A tank and several armored vehicles with dozens of SWAT officers and a bomb robot rolled into a generally quiet Phoenix neighborhood on March 21, startling the residents. Knocking down a wall, deputies raided the home of Jesus Llovera, who was “suspected” of running a cockfighting business, and, indeed, 115 chickens were found inside, but Llovera was alone and unarmed, and his only previous connection to cockfights was a misdemeanor conviction in 2010 for attending one. “We’re going to err on the side of caution,” said Sgt. Jesse Spurgin. Adding to neighbors’ amazement was the almost-fanciful sight‚—riding in the tank—of actor Steven Seagal, who had brought his “Lawman” reality TV show to Phoenix.
Product Giveaways: (1) New sign-ups for higher-end Dish satellite TV systems at the Radio Shack in Hamilton, Mont., also receive free Hi-Point .380 pistols or 20-gauge shotguns (after passing a background check, paid for by the store). The owner said his business has tripled since introducing the premium in October. (2) Bobblehead dolls may be popular baseball giveaways, but as part of the local “Green Sports Alliance” demonstrating concern for the environment, the Seattle Mariners announced in March that for several games this season, fans would get free bags of compost (made from food and other items discarded at Mariners games).
A Chinese Capitalist’s Learning Curve: In the early hours of the destruction at Japan’s Fukushima nuclear power plant in March, rumors abounded that millions of people might need iodine products to fight off radiation. A restaurateur named Guo in Wuhan, China, seeing the price of iodized table salt rise dramatically, cleverly cornered a market with 4 1/2 tons of it, trucked to his home, where it filled half the rooms. According to a March 25 China Daily report, the price has returned to pre-Fukushima levels—much less than what Guo paid, and he can neither return the salt (lacking documentation) nor sell nor transport it (lacking the proper licenses).

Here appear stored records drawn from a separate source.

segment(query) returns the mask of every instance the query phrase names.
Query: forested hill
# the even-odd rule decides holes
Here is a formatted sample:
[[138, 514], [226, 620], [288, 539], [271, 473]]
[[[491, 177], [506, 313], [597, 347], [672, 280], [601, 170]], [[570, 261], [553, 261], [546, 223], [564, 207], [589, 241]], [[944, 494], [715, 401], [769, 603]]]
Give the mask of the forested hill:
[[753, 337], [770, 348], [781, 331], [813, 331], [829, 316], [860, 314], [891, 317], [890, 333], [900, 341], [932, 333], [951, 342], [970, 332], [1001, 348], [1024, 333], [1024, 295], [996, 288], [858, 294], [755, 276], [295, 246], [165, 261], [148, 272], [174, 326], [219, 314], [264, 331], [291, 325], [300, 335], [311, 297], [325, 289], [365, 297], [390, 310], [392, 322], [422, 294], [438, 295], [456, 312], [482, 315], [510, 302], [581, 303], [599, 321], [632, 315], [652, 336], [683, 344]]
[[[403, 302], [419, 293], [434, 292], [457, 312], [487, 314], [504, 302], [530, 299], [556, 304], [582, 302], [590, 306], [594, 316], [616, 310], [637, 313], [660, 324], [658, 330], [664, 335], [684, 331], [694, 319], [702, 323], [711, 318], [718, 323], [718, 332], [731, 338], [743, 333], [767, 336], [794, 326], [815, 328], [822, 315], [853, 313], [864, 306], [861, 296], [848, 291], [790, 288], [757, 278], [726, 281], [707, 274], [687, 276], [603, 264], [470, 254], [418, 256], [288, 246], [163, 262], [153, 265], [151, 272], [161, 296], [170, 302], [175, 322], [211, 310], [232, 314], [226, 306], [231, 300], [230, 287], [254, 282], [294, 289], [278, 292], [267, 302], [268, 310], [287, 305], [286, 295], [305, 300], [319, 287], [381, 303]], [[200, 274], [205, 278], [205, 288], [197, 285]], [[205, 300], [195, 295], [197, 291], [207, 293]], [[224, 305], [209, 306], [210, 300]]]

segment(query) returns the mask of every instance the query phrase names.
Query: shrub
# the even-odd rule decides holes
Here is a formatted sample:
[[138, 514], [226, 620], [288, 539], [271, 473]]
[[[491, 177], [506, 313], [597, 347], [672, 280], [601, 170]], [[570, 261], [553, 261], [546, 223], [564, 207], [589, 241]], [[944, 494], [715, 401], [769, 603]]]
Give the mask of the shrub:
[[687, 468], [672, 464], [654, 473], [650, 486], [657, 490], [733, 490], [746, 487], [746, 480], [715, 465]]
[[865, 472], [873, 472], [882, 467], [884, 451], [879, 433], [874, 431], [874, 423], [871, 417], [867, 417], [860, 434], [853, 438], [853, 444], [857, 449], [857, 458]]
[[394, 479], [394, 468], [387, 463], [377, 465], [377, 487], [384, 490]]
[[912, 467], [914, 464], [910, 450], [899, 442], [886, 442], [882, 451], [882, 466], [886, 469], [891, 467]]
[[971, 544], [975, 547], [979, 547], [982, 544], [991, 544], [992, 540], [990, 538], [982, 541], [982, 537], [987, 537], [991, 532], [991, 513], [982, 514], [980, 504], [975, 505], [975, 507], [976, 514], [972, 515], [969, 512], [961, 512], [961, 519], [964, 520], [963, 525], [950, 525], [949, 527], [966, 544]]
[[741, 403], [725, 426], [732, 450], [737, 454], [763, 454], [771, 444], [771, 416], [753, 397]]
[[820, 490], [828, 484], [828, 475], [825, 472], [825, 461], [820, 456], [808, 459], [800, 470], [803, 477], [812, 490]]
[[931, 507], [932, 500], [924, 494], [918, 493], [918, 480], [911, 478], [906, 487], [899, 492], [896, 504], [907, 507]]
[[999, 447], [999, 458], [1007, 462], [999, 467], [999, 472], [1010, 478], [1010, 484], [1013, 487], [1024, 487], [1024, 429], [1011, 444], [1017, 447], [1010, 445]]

Weird Science From a March Discovery.com report: “Forty million years ago, a female mite met an attractive partner, grabbed him with her clingy rear end, and began to mate—just before a blob of tree resin fell on the couple, preserving the moment for eternity.” The resin-encrusted mites were discovered recently by researchers from the University of Michigan Museum of Zoology (who noted that, in those days, the female dominated mating, but that evolution has reversed that role).
Medical Marvels: (1) Supatra Sasuphan, 11, of Bangkok, was recently noted as the world’s hairiest girl by the Guinness Book of World Records for her wolf-like facial hair as one of only 50 people in history to be recorded with hypertrichosis. Though she has of course been teased and taunted at school, she told a reporter in February that the Guinness Book recognition has actually increased her popularity at Ratchabophit school. (2) According to a team of University of Montreal psychologists, a 23-year-old man, “Mathieu,” is the first documented case of a person wholly unable to feel a musical beat or to move in time with it. The scientists report for an upcoming journal article that Mathieu sings in tune but merely flails with his body, bouncing up and down much more randomly than do people who are merely poor dancers.
Scientists Just Wanna Have Fun: A team of whimsical researchers at the University of Osaka (Japan) Graduate School of “Frontier Biosciences” has produced a strain of mice prone to “miscopying” DNA—making them susceptible to developing sometimes-unexpected mutations, such as their recently born mouse that tweets like a bird. Lead researcher Arikuni Uchimura told London’s Daily Mail that he had expected to produce, instead, a mouse with an odd shape, but the “singing mouse” emerged. Previously, the team produced a mouse with dachshund-like short limbs.
People With Too Much Money: (1) During New York City’s Fashion Week in February, “fanny packs” made a comeback (though certainly not under that name), according to a Wall Street Journal report, ranging in price from a $325 Diane von Furstenberg to an Hermes “Kelly Bandeau” model, expected to sell for $4,675. (2) An unidentified “coal baron” in northern China purchased an 11-month-old, 180-pound red Tibetan mastiff recently from a breeder in Qingdao for the equivalent of about $1.52 million. “The price is justified,” said breeder Lu Liang. “We have spent a lot of money raising this dog, and we have the salaries of plenty of staff to pay.”
Smooth Reactions A suspicious wife (who lives apart from her husband because of work requirements) flew to the couple’s principal home in Wilmette, Ill., on March 4 and, finding her husband’s new girlfriend’s clothes hanging in their closet, scissored out the crotch area of all her pants, doing about $2,000 in damage, and leaving the remnants in the driveway before returning to her East Coast home. According to police, neither the husband nor the girlfriend chose to file complaints, and the case is closed.